La creciente disponibilidad de aplicaciones que generan imágenes falsas de desnudos mediante inteligencia artificial ha reavivado el debate sobre la publicación de fotografías de niños y adolescentes en redes sociales, advirtieron especialistas en seguridad digital y protección infantil.
De acuerdo con investigaciones recientes, las denominadas nudifier apps —capaces de producir imágenes sexualizadas a partir de una sola foto— son cada vez más accesibles y económicas, con opciones de uso gratuito y planes de suscripción que pueden producir cientos de imágenes falsas por pocos dólares. Organizaciones como Indicator han identificado al menos 85 de estos sitios activos, con ingresos estimados de hasta 36 millones de dólares anuales.
Aplicaciones accesibles y leyes insuficientes
Según Alexios Mantzarlis, fundador de Indicator, “cualquier persona con acceso a internet puede ser víctima o perpetrador”. Aunque en Estados Unidos se aprobó la Take It Down Act, que tipifica como delito la publicación de desnudos falsos sin consentimiento, la norma no prohíbe el funcionamiento de las plataformas que generan dichas imágenes. Varias de estas empresas operan desde el extranjero, lo que dificulta su fiscalización.
Meta —matriz de Facebook e Instagram— informó que ha iniciado acciones legales contra desarrolladores de este tipo de aplicaciones, además de compartir información sobre ellas con la Tech Coalition, integrada por compañías como Google y Microsoft. Sin embargo, expertos advierten que las restricciones en publicidad no evitan que los programas sigan circulando en la web.
Privacidad y riesgos adicionales
De acuerdo con Sarah Gardner, fundadora de The Heat Initiative, incluso el uso de cuentas privadas no garantiza la protección total, pues “en la mayoría de los casos de abuso, el agresor conoce a la víctima”. Un antecedente citado ocurrió en Riverton, Utah, donde fotos compartidas solo con familiares en Facebook terminaron en sitios de pornografía.
Otros riesgos incluyen la exposición de datos personales que pueden ser utilizados para robo de identidad.

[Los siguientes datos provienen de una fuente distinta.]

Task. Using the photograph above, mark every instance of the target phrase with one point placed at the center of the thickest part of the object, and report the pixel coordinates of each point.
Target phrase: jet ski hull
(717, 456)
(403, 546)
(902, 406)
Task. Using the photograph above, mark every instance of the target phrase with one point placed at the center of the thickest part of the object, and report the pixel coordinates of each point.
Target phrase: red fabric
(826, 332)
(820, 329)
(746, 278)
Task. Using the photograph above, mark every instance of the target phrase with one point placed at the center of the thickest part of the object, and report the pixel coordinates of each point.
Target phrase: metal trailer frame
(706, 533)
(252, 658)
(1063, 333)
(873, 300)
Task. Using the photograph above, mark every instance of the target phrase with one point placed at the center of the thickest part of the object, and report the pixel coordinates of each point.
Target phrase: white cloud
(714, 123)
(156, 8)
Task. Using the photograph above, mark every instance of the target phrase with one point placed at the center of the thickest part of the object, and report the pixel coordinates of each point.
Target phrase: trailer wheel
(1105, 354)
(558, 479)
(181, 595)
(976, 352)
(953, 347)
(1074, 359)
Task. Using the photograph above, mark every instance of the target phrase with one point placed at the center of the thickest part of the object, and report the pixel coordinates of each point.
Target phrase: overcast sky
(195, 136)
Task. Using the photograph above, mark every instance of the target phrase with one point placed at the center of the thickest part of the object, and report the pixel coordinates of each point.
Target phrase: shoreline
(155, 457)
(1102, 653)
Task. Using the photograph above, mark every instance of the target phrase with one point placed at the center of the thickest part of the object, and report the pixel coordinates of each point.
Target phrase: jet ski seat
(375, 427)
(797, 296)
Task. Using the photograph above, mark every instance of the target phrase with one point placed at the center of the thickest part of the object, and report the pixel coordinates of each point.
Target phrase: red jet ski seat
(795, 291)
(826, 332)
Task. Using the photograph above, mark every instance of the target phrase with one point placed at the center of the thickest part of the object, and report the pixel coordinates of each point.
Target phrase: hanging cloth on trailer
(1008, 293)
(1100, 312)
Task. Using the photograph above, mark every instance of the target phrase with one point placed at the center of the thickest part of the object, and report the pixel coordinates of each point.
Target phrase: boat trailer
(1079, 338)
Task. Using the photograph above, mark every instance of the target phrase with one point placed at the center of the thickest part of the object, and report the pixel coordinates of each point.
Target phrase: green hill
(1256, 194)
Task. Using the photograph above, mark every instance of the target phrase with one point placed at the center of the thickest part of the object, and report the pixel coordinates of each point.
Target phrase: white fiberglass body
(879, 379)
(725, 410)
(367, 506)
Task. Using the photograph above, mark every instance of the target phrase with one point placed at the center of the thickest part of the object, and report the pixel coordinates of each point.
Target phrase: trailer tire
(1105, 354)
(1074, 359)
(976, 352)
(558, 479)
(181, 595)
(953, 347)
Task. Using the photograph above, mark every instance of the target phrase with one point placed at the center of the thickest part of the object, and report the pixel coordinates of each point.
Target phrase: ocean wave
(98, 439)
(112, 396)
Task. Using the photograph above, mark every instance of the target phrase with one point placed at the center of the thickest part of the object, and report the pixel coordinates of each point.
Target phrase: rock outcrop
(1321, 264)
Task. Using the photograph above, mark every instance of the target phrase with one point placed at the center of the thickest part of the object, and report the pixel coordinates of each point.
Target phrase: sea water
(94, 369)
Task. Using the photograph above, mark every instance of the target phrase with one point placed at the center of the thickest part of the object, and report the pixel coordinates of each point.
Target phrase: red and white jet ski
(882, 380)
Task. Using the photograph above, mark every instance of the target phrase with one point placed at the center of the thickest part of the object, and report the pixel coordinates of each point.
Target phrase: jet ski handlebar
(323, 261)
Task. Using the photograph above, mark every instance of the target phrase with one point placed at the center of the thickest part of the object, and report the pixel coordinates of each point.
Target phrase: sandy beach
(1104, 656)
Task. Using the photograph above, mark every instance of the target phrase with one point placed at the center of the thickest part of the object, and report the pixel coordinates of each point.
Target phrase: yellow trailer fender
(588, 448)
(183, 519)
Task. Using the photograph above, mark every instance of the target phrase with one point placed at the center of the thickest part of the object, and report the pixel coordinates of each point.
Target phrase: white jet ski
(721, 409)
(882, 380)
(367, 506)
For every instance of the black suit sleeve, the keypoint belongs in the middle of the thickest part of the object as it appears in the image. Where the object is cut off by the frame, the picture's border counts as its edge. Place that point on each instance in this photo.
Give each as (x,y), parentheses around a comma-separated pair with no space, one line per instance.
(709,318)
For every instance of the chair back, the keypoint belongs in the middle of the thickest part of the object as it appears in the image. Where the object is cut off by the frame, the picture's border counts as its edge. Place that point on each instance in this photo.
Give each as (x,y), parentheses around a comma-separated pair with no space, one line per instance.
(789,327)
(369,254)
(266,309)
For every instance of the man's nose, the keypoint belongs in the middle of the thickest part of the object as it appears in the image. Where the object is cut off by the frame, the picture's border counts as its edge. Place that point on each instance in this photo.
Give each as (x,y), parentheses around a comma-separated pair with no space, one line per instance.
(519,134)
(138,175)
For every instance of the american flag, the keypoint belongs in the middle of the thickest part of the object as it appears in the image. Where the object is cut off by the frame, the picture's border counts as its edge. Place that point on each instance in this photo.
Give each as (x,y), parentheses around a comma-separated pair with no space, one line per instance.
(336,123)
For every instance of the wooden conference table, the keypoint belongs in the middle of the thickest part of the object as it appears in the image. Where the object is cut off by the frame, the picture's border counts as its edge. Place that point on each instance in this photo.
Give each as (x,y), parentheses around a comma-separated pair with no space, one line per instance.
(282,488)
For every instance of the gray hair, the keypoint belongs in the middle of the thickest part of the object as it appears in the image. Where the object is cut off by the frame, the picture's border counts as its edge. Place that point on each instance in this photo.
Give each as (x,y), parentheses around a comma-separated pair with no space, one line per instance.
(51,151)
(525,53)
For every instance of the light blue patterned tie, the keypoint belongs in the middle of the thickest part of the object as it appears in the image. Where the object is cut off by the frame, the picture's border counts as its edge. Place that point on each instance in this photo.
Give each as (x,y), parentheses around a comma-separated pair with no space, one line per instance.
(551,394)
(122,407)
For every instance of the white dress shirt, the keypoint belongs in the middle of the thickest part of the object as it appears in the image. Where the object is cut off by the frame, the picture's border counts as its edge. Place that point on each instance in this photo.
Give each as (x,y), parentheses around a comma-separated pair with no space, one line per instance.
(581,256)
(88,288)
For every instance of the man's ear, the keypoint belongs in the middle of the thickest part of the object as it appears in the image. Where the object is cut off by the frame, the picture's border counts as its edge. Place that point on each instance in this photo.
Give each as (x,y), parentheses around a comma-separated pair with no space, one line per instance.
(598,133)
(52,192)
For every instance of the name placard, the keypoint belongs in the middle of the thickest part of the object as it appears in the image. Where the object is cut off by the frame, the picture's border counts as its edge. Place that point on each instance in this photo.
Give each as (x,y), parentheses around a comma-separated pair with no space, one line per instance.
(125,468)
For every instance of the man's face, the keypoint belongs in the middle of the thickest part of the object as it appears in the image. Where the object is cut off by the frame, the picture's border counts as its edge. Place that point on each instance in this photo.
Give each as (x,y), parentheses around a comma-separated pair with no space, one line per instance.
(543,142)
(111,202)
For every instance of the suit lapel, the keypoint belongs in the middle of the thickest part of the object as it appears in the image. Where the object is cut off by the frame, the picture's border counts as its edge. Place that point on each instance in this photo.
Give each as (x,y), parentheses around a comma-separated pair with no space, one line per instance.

La autora Leah Plunkett, en su libro Sharenthood, advierte que publicaciones aparentemente inocuas —como fotos de cumpleaños— revelan fechas y detalles útiles para ciberdelincuentes. La Comisión Federal de Comercio de EE. UU. reporta un aumento del 40 % en casos de robo de identidad infantil entre 2021 y 2024.
Alternativas seguras
Especialistas recomiendan evitar la publicación de imágenes de menores en redes y optar por canales privados y cifrados, como el envío por mensajería directa a familiares o el uso de álbumes digitales compartidos en servicios seguros. También señalan la importancia de que las instituciones educativas pidan autorización antes de publicar imágenes de estudiantes.
El debate sobre el llamado sharenting —compartir contenido de hijos en línea— se mantiene abierto. Para los expertos, la irrupción de la inteligencia artificial convierte esta práctica en una decisión que debe evaluarse con mayor cautela, priorizando siempre la seguridad y la privacidad de los menores.